The village of Onao barred the road, some nine miles from the banks of the Ganges. Every house was held by Oude irregulars, a stubborn and hard-fighting race; the rain-water, lying deep on both flanks of the village, made a turning movement impossible. The infantry had outmarched the guns, and Havelock wished to keep them back till his artillery came up.
But the men were fiercely impatient, and could hardly be restrained. “Pray, sir,” urged Colonel Hamilton, of the 78th, “let them go at the place and have done with it.” Havelock nodded, and in an instant Highlanders and Fusileers, vehemently racing against each other, went at a run into the village. Every house was a loopholed fortress, and the fighting was stubborn and deadly. House after house broke into flames, while clusters of Highlanders and Fusileers broke through doors and windows.

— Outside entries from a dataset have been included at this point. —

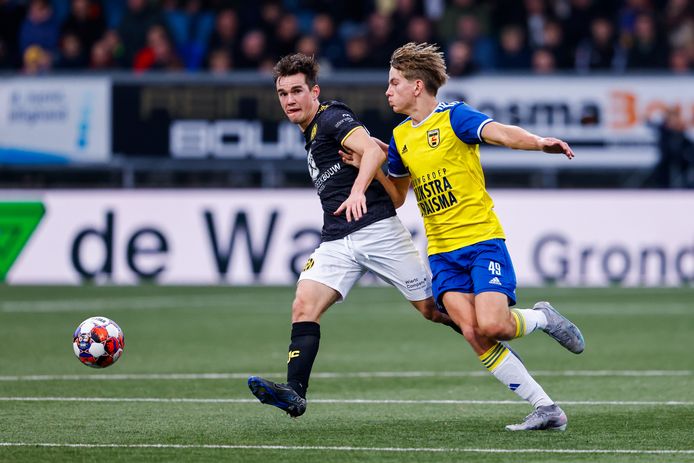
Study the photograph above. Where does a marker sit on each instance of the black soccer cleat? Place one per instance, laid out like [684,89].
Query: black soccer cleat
[281,396]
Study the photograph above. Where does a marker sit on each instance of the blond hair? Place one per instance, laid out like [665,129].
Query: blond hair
[421,61]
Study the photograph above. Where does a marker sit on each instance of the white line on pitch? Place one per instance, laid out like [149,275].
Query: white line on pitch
[342,401]
[338,375]
[354,449]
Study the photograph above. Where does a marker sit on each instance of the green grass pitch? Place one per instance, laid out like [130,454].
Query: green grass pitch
[388,386]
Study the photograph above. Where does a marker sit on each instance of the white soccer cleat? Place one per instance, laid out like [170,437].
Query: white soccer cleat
[561,328]
[548,417]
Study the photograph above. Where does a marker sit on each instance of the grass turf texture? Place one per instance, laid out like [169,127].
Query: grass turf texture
[234,331]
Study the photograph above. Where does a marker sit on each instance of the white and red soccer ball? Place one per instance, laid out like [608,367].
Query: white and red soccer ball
[98,342]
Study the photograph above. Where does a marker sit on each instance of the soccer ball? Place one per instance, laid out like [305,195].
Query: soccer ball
[98,342]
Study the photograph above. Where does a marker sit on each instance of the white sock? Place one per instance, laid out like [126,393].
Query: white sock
[528,320]
[507,368]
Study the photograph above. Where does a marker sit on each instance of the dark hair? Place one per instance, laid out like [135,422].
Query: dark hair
[421,61]
[297,63]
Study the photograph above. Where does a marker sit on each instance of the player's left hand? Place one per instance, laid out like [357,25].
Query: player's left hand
[354,207]
[556,146]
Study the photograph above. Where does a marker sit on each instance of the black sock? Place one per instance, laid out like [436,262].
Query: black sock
[302,353]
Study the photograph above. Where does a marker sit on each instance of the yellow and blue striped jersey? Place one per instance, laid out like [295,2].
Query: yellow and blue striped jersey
[441,154]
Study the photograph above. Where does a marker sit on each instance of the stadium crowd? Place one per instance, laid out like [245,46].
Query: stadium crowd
[542,36]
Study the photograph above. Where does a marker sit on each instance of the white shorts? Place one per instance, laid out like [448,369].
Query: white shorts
[385,248]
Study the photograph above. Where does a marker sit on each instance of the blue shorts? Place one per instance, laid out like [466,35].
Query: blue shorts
[478,268]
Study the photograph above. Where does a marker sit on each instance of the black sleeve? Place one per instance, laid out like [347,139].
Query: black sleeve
[339,122]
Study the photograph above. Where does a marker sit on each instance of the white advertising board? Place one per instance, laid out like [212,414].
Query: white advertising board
[55,120]
[570,238]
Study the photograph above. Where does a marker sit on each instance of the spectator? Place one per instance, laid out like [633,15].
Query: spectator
[253,50]
[513,53]
[679,24]
[459,58]
[600,52]
[286,36]
[220,61]
[543,61]
[648,49]
[478,11]
[536,18]
[86,22]
[11,16]
[576,22]
[400,18]
[679,61]
[380,38]
[328,41]
[483,47]
[553,42]
[357,53]
[308,46]
[191,29]
[36,60]
[419,30]
[159,53]
[133,29]
[41,28]
[226,34]
[675,167]
[101,58]
[72,53]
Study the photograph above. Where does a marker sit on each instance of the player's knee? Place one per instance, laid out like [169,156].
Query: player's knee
[303,309]
[427,313]
[469,333]
[494,330]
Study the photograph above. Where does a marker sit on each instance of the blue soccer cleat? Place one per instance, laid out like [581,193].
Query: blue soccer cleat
[281,396]
[561,328]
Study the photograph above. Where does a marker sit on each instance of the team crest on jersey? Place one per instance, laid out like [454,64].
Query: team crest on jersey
[309,263]
[434,138]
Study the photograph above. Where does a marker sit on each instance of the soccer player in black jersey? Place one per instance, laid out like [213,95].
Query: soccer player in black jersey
[367,236]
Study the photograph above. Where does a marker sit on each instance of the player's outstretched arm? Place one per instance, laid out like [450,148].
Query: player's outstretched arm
[517,138]
[371,159]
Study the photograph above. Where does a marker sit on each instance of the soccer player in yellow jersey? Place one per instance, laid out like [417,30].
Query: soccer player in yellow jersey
[436,149]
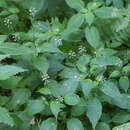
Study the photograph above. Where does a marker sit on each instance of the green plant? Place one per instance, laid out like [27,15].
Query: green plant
[64,68]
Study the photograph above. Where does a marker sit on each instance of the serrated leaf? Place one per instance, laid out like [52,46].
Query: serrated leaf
[107,12]
[74,124]
[89,17]
[111,90]
[93,37]
[94,111]
[49,124]
[82,62]
[5,117]
[14,49]
[56,107]
[9,70]
[76,4]
[71,99]
[86,86]
[125,126]
[75,22]
[124,83]
[20,97]
[102,126]
[41,63]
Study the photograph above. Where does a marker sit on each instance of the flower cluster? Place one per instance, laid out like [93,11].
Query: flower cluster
[72,54]
[32,11]
[7,22]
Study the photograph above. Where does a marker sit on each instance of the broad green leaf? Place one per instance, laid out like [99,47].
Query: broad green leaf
[71,99]
[74,124]
[9,70]
[20,97]
[3,57]
[56,107]
[93,37]
[83,62]
[75,4]
[125,126]
[121,117]
[108,60]
[14,49]
[5,117]
[34,107]
[75,22]
[111,90]
[94,111]
[107,13]
[102,126]
[49,124]
[41,63]
[86,86]
[89,17]
[124,83]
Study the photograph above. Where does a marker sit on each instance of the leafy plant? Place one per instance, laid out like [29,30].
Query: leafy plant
[64,64]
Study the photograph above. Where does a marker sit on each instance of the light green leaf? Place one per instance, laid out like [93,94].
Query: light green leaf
[86,86]
[20,97]
[111,90]
[56,107]
[41,63]
[75,4]
[108,60]
[49,124]
[94,111]
[74,124]
[34,107]
[75,22]
[89,17]
[14,49]
[125,126]
[124,83]
[5,117]
[71,99]
[8,70]
[3,57]
[82,62]
[93,37]
[107,12]
[102,126]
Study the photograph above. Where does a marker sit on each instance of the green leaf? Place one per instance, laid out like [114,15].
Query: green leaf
[108,60]
[107,13]
[94,111]
[14,49]
[71,99]
[34,107]
[87,86]
[5,117]
[83,62]
[49,124]
[20,97]
[89,17]
[124,83]
[74,124]
[102,126]
[122,127]
[3,57]
[56,107]
[111,90]
[9,70]
[75,4]
[93,37]
[41,63]
[75,22]
[121,117]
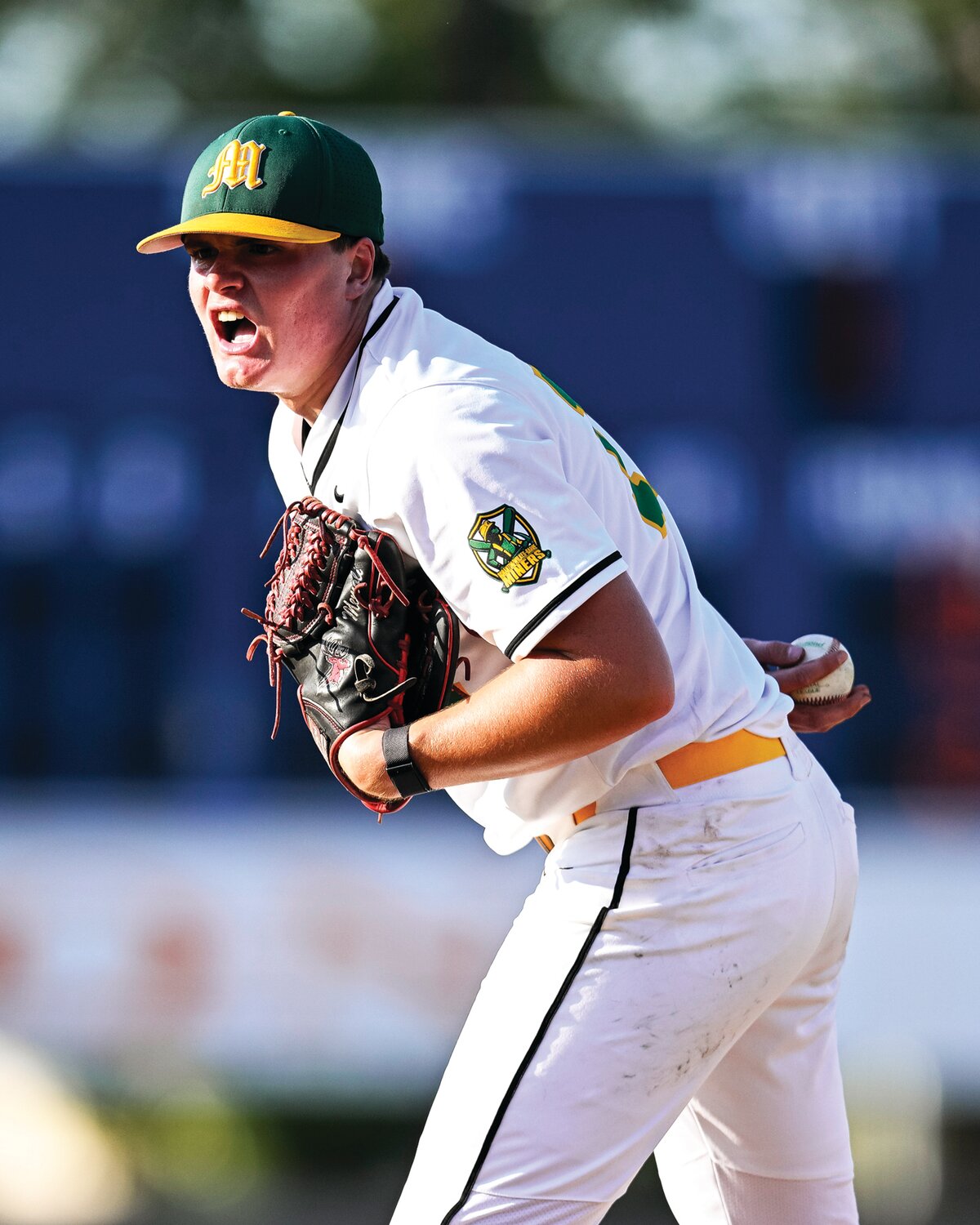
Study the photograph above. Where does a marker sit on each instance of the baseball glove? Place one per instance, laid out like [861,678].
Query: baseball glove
[359,627]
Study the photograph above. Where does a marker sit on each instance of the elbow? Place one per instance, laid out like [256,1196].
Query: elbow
[651,697]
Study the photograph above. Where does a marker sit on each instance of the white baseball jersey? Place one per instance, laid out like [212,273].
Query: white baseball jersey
[519,507]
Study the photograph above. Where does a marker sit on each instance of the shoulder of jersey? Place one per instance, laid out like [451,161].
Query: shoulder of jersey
[423,348]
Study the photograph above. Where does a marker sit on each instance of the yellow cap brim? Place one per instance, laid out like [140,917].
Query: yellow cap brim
[240,225]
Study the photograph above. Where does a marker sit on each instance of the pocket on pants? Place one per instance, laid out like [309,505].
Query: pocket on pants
[756,852]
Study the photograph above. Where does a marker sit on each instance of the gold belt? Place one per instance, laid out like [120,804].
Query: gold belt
[700,761]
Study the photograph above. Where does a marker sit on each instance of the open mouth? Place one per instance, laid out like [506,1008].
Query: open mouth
[235,331]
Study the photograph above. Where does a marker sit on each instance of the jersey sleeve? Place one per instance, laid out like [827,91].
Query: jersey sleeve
[478,483]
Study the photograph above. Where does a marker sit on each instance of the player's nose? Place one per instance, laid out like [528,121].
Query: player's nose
[225,272]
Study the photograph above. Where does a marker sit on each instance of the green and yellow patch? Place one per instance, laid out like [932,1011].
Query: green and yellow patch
[507,546]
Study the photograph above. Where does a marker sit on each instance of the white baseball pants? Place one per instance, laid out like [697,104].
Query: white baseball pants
[669,987]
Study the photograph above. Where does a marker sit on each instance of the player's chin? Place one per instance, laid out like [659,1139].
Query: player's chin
[245,374]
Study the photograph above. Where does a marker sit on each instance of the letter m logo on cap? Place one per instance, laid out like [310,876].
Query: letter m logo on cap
[235,166]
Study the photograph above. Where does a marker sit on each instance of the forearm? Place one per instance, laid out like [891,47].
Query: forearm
[541,712]
[566,700]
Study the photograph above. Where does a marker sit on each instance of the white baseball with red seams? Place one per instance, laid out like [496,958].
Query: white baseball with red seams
[838,684]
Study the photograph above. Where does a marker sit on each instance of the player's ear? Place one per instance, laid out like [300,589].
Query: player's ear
[362,256]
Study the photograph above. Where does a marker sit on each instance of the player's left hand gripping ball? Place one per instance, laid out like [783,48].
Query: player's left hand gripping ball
[368,639]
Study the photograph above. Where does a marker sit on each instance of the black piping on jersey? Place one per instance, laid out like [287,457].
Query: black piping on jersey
[627,847]
[321,463]
[559,599]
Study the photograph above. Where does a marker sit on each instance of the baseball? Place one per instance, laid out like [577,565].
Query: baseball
[838,684]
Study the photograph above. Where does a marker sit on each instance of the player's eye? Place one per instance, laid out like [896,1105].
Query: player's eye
[201,255]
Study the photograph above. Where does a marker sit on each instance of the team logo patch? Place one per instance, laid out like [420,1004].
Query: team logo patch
[507,546]
[237,166]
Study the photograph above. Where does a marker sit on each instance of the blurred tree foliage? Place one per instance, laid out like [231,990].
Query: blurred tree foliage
[124,70]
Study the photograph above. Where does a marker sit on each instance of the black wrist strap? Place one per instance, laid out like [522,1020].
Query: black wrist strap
[402,771]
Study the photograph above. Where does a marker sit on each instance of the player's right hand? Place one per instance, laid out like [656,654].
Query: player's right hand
[783,661]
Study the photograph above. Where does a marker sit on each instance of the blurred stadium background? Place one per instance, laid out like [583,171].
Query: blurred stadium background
[746,234]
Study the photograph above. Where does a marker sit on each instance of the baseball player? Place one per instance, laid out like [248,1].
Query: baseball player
[670,985]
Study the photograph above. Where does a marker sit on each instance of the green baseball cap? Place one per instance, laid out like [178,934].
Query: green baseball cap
[281,176]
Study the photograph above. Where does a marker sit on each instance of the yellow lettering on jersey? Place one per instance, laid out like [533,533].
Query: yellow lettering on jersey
[237,166]
[521,565]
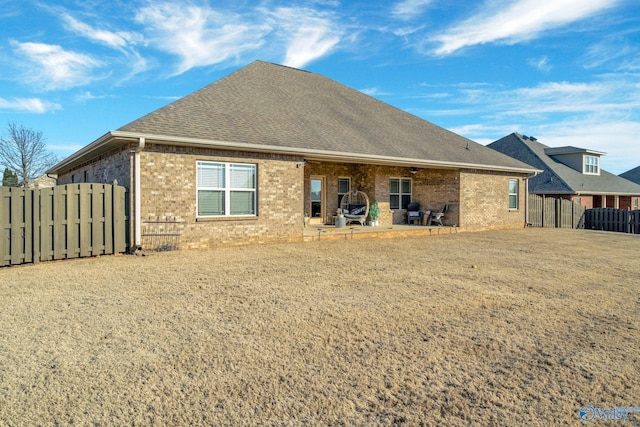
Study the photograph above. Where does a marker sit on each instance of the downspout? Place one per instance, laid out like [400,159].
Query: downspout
[137,203]
[526,197]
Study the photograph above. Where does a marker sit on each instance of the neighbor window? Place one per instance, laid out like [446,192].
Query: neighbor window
[399,193]
[344,186]
[513,194]
[225,189]
[591,165]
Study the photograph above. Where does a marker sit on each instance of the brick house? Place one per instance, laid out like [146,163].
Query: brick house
[570,173]
[242,160]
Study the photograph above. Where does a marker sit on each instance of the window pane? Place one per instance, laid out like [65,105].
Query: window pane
[406,186]
[343,185]
[210,175]
[210,203]
[394,201]
[513,186]
[242,176]
[406,199]
[242,203]
[513,202]
[394,186]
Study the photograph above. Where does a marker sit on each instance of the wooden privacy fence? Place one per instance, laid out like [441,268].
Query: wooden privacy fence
[555,213]
[609,219]
[66,221]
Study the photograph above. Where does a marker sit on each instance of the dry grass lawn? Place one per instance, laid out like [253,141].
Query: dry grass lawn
[355,332]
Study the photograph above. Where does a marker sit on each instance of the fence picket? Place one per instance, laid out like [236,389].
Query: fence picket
[16,205]
[5,224]
[46,224]
[66,221]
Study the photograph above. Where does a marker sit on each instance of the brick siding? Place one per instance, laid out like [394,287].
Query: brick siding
[484,201]
[476,200]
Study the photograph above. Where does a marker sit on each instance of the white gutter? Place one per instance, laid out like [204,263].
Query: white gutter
[315,154]
[137,194]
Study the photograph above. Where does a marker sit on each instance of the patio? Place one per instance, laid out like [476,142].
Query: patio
[314,233]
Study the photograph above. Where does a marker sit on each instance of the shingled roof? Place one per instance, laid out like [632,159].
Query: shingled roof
[273,108]
[632,175]
[557,177]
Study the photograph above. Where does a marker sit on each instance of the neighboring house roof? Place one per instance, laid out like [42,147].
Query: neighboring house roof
[273,108]
[43,181]
[557,177]
[632,175]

The Oude men, to quote Forbes’s phrase, “fought like wild cats while they roasted.” The 64th next came up at the double, and the village was carried.
Beyond the village the flying guns of the enemy halted, and drew up across the narrow causeway, barring it with a fiery hedge of shot and flame; but the “blue-caps,” their officers leading, swept like a human whirlwind down on the guns, and the stubborn Oude gunners, to a man, were bayoneted at their pieces.
Six miles further the walled town of Bussarat Gunj crossed the road, its gateway spanning the whole width of the causeway. Havelock took his guns within short range of the gateway, and commenced to batter it, whilst he despatched the 64th to turn the town and cut off the retreat of the enemy. It was clever strategy, but the 78th and the Fusileers were too quick, the 64th too slow. Highlanders and “blue-caps” carried trench, gateway, and battery with one sustained and angry rush, and as they came storming through the gateway with bent heads and bayonets at the charge, the enemy were driven, a jumble of flying horsemen, galloping artillery, and wrecked infantry, through the town beyond it. The 64th, it is said, marched reluctantly on their turning movement. The men were eager to share the straight rush at the gate.
Young Havelock, mistaking the men’s temper, galloped up to the regiment with a message from his impatient father that lost nothing in carrying—“If you don’t go at the village I’ll send men that will go, and put an everlasting disgrace on you!” Brave men do not lightly endure the whip of a message like that, and Forbes relates how a private named Paddy Cavanagh leaped from the ranks, ran single-handed in on the enemy, “cursing his comrades with bitter Irish malisons as he sped, and was literally hacked to pieces, fighting like a wild cat in the ranks of his enemies”! How the 64th followed where valiant Paddy Cavanagh had led may be imagined; but the late arrival of the 64th had spoiled Havelock’s combination, and he was too much given to vehement rhetoric to spare the heavy-footed 64th a lash of the whip. “Some of you,” he said in his order of the day next morning, “fought yesterday as if the cholera had seized your mind as well as your bodies!”
Havelock had by this time marched fifteen miles, fought two battles, used up one-third of his ammunition, and lost by bullet or cholera about one-sixth of his force. At this rate of progress he would reach Lucknow with powderless guns and 600 bayonets! Cawnpore itself, too, was threatened, and at Dinapore, a vital point in the long water-line between Calcutta and Allahabad, three regiments of Sepoys had broken into mutiny, and threatened Havelock’s communications with the capital.
Havelock consulted with Tytler, his quartermaster-general, his chief engineer, and his son. Young Havelock, with the effervescing and heady valour of youth, was for “pushing on at all hazards”; the older men declared this meant the entire destruction of the force, and perhaps the loss of Lucknow, and Havelock was too good a soldier not to agree with this view. It was an act of nobler courage to fall back than to advance, but Havelock’s fine-tempered valour was equal to the feat, and he turned the faces of his reluctant soldiers back to Cawnpore.
Neill, fierce and vehement by nature, when he heard the news, despatched an amazing letter to his chief.
“You ought not to remain a day where you are,” he wrote. “You talk of advancing as soon as reinforcements reach you. You ought to advance again, and not halt until you have rescued, if possible, the garrison of Lucknow.” Havelock, with that note of shrill temper which ran through his character, was the last man to endure exhortations of this peremptory quality from a subordinate. “There must be an end,” he wrote back, “to these proceedings at once.” Nothing, he said, but the possible injury to the public service prevented him from putting Neill under immediate arrest! “But,” he added, “you now stand warned. Attempt no further dictation!”